Para acabar esta trilogía improvisada sobre fotos que conservo (por azar) de mi madre en otro tiempo, llega ahora esta cuya calidad en apariencia es mala pero que me lleva a recordar escenarios paralelos a los de La caza, película de Carlos Saura que siempre que veo asocio a situaciones que no me pertenecen pero que forman parte de mi vida. Quizá sea eso la ficción: ropa prestada que acabas por hacer tuya a fuerza de apartar la vista del engaño. Esta foto tiene para mí la misma sequedad y a la vez la misma profundidad que muchas escenas de la película, aunque hable de otros protagonistas y quizá de otra violencia muy distinta, esa que sentía cuando de pequeño iba al campo los domingos y tenía que combatir el aburrimiento perdiéndome por caminos de monte seco llenos de piedras que me llenaban de polvo incluso más allá de la piel. Cierro los ojos y recorro sin moverme el espacio que me separa de ese tiempo: un coche blanco, una manta escocesa de cuadros rojos que flota como un pez de aire que buscase su lugar en un mundo que ya no es suyo, el polo Fred Perry color vino que llevaba mi padre, el olor del tabaco que fumaba tan despacio, la calma entre los pinos, la riada de otros que transitaban las mismas carreteras en busca de una felicidad momentánea y tan radiante como su realidad les permitiese creer.
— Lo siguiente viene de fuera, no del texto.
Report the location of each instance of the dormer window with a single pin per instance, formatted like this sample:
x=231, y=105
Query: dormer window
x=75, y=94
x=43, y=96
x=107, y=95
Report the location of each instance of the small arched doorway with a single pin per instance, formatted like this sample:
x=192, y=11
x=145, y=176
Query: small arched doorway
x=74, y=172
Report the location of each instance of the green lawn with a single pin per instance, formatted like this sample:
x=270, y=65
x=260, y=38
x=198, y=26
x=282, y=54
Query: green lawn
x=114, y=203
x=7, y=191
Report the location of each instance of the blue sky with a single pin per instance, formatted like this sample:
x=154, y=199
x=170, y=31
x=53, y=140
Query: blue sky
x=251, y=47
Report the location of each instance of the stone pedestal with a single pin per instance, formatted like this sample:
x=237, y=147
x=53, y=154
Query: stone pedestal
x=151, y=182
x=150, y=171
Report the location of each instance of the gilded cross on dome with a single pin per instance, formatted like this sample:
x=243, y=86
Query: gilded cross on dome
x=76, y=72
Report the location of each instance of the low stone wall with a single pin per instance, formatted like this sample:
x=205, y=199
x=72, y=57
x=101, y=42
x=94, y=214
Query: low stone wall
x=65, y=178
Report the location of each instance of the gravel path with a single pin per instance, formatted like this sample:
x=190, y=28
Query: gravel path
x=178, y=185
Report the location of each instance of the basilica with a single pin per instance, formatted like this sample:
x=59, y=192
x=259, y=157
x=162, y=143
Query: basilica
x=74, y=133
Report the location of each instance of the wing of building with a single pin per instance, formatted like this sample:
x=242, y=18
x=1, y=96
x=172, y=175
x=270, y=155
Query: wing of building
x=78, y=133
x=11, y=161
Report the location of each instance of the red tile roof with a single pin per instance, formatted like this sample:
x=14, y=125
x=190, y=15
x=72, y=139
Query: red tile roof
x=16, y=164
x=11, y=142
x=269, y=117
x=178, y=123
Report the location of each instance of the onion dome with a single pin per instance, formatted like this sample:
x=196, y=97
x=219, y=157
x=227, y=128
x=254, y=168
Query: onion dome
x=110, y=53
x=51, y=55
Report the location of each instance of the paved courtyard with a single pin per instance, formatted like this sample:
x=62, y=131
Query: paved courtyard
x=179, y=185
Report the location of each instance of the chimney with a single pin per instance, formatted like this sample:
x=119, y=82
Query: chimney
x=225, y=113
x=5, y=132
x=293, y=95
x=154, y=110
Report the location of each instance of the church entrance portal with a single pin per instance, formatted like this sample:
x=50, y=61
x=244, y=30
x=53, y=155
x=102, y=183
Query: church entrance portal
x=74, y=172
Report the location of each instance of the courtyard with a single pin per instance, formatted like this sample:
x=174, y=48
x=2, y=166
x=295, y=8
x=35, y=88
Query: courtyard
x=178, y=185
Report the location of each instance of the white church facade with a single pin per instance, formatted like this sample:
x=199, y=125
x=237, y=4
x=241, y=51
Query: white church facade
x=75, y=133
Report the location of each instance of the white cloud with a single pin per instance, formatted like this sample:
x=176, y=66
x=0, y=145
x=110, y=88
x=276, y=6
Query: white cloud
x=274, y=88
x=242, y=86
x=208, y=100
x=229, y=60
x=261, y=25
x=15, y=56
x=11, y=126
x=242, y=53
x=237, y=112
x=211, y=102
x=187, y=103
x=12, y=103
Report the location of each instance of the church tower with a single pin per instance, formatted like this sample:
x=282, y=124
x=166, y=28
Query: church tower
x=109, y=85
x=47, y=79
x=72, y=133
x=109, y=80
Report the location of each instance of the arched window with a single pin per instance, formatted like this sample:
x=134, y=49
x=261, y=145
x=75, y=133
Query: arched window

A estas alturas la retórica vería con buenos ojos una licencia tan dulce como falsa, una mirada condescendiente al pasado que dejara claro que aquel tiempo fue de mejor calidad que este, construido quizá bajo estándares cercanos a la orfebrería en vez de a la fabricación asiática de este. Pero sería incierto. La bondad de lo que se fue es tan ilusoria como la de lo que nos toca vivir en cada momento. A su favor sólo tiene la terquedad de los instantes que se quedan grabados en una piedra de ámbar que después conservamos en una mano cerrada con fuerza; o en la cara oculta de un planeta que jamás llegaremos a perturbar con nuestra presencia.